Há uns dias ouvi na rádio um
programa com o Luís de Matos. Parece que tem um livro, onde conta histórias
sobre magia. Vêm lá muitos truques, e muitas curiosidades. Por exemplo, durante
a II Guerra Mundial, um destes ardis ajudou os Aliados, ao iludir o inimigo
quanto à localização de uma cidade. Os alemães acabaram por bombardear um local
ermo, que acreditavam estar cheio de pessoas, só que não estava.
Estou a reproduzir esta estória
de memória, assim, sem grandes pormenores, mas acho que não lhe tira mérito
absolutamente nenhum. É incrível.
Quando penso em mágicos, pinto
sempre uma figura com uma capa preta, de forro azul-escuro, tudo acetinado,
muito brilhante. Uma varinha, não ao estilo Harry Potter, mas daquelas pretas,
que parecem uma caneta de feltro, com as pontas brancas (e na escola
brincávamos assim. Púnhamos duas tampinhas nas extremidades, uma roubada a
outra caneta, e apontávamos à cara dos colegas, com um tom ameaçador). Tem que
ter uma cartola, para sacar coelhos, cartas e flores de plástico. E, claro, tem
que vestir um fato, estilo empregado de mesa, com laçarote e tudo.
Nunca acreditei, mesmo quando era
miúda, que aquilo fosse verdade. É claro que tinha que haver ali um engano
qualquer, uma traição ao olho. É ilusão, não magia, afinal de contas.
É que são coisas bem diferentes.
A magia não tem um tom pejorativo. É algo pipilante. A ilusão, tem. Porque fica
ali colado o conceito de enganar, de passar a perna. E quem gosta de se sentir
enganado? Ninguém. Nunca levei nenhuma facada, mas acho que a sensação é mesmo
essa, sentir aço a cortar não a nossa carne, mas a nossa integridade. A carne
sara, mesmo com marca. Quanto ao resto, não posso garantir.
Nos espectáculos, o ilusionista
engana-nos por nossa vontade. Estamos predispostos a que nos mintam, e ali
ficamos, deliciados por estarmos a ser ludibriados, enquanto argolas de metal
se entrelaçam, enquanto serpentinas saem a jorro de gargantas, pombas voam,
claramente atordoadas, e amigos nossos ficam sem relógios e com cordas firmes
amarradas aos pulsos.
O problema é quando damos com
Houdinis da vida real. Não têm capas, chapéus largos, nem sapatos engraxados.
Não têm varinhas mágicas. Mas têm como hobby chamar alguém da assistência
forçada, que por ali passa, incauto. Depois, como nos desenhos animados, olham
para as entranhas da pessoa, emitem ondas vermelhas através dos globos
oculares, e fingem ser o que não são.
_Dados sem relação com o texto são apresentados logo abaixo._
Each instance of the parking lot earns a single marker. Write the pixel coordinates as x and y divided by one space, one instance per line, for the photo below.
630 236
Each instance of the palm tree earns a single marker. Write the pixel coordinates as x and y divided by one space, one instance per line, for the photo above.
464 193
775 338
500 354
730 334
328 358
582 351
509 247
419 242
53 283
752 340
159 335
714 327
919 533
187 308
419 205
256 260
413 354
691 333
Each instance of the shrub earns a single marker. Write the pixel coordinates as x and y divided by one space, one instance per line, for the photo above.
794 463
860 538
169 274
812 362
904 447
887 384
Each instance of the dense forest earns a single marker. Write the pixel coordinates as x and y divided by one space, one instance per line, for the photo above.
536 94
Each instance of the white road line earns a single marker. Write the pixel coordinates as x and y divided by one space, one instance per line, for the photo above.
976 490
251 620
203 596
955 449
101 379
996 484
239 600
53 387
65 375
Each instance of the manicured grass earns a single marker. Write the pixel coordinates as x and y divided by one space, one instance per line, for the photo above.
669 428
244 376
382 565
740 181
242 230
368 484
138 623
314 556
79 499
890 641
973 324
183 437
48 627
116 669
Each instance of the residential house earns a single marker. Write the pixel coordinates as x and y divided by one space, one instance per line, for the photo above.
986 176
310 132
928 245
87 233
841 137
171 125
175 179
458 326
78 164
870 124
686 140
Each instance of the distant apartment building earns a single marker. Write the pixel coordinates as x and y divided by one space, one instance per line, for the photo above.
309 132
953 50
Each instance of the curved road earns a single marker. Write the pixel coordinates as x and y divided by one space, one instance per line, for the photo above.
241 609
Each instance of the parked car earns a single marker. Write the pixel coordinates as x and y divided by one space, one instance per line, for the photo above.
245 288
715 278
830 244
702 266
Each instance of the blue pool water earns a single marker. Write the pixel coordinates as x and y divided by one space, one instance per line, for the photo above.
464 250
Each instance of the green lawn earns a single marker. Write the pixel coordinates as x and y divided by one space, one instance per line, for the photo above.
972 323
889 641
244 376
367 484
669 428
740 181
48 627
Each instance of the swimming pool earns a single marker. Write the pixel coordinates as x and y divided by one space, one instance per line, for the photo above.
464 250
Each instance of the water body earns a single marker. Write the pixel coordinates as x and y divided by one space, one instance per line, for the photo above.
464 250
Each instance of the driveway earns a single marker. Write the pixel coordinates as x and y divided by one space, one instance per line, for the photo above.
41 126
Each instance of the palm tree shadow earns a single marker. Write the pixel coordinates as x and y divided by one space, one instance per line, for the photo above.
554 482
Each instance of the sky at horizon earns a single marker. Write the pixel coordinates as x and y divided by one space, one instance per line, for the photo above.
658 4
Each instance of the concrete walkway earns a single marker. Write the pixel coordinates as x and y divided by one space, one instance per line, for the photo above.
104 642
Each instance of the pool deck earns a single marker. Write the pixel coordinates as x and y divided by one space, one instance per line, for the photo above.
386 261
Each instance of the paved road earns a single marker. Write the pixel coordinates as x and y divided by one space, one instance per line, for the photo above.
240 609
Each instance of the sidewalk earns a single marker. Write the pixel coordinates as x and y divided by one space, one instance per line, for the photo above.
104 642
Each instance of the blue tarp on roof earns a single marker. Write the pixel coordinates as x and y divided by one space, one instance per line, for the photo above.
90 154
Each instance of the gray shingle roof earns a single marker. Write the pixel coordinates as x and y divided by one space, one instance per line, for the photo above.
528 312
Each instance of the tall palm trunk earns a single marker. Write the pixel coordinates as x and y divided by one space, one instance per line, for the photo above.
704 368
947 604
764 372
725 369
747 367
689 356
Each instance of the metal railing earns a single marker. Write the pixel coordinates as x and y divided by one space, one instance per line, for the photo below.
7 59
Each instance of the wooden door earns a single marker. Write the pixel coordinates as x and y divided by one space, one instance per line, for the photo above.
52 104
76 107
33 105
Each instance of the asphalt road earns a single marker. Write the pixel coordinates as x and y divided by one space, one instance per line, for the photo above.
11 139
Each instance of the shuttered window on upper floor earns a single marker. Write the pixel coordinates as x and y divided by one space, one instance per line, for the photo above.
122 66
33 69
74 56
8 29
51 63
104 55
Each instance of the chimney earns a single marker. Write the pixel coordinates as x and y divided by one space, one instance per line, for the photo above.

Como em qualquer truque, ficamos sem
saber o que está a acontecer. Ó, Deus meu, é magia! Da verdadeira!
Depois, alguém estala os dedos, e
a performance termina. Era apenas uma ilusão.
Ficamos sozinhos, no centro de
uma pista de circo, sem sabermos muito bem o que fomos para ali fazer nem para
onde ir. Não há uma bela assistente, com um vestido de noite justo, a apontar a
saída! Que disparate, mas… É magia. Foi magia. Era o Houdini, caramba!
Não era nada o Houdini. Era só um
charlatão, a vender a banha da cobra. E, diz o povo, a mentira tem perna curta,
e ninguém pode fingir ser o Grande Houdini quando, na verdade, não tem mais do
que um truquezeco de cartas para nos mostrar, sem ases na manga para puxar.